Ingredients

The following ingredients have 12 Servings
  • 1 cup chopped red onion
  • 4 cups low-sodium vegetable broth
  • 2 cups pearled farro
  • 1 teaspoon lemon zest
  • ¼ cup lemon juice
  • 4½ teaspoons pure maple syrup
  • 1 tablespoon chopped fresh oregano
  • 4 cups fresh baby spinach
  • 2 cups fresh blueberries
  • 1 fennel bulb, trimmed, halved, cored, and very thinly sliced
  • ½ cup sliced scallions (green onions)
  • Sea salt and freshly ground black pepper, to taste
  • ¼ cup sliced almonds, toasted

Instruction

  • In a large saucepan cook red onion over medium 2 to 3 minutes or until tender, stirring occasionally and adding water, 1 to 2 Tbsp. at a time, as needed to prevent sticking.
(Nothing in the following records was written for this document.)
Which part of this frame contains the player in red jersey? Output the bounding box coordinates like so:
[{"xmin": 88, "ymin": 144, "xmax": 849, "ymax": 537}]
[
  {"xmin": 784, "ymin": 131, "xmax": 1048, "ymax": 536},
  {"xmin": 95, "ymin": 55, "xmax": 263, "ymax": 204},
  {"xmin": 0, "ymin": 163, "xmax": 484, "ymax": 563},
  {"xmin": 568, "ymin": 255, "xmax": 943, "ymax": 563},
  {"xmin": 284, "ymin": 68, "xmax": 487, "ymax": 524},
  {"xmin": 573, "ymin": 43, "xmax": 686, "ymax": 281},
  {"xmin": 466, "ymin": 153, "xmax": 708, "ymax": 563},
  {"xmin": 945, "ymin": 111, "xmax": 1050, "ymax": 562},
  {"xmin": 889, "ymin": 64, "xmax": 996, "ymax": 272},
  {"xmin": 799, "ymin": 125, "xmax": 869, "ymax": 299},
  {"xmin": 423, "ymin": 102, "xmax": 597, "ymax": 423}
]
Add broth and farro. Bring to boiling; reduce heat. Cover and simmer 10 to 15 minutes or until farro is soft but still chewy in the center. Reserve ⅔ cup of the cooking liquid. Drain the remaining liquid. Rinse farro with cold water; drain. Let cool.
  • Meanwhile, for dressing, in a small bowl combine the reserved cooking liquid and the next four ingredients (through oregano). Toss half the dressing with the farro.
  • In an extra-large bowl combine farro mixture, spinach, blueberries, fennel, and scallions. Pour remaining dressing over salad; toss to coat. Season with salt and pepper. Sprinkle with almonds.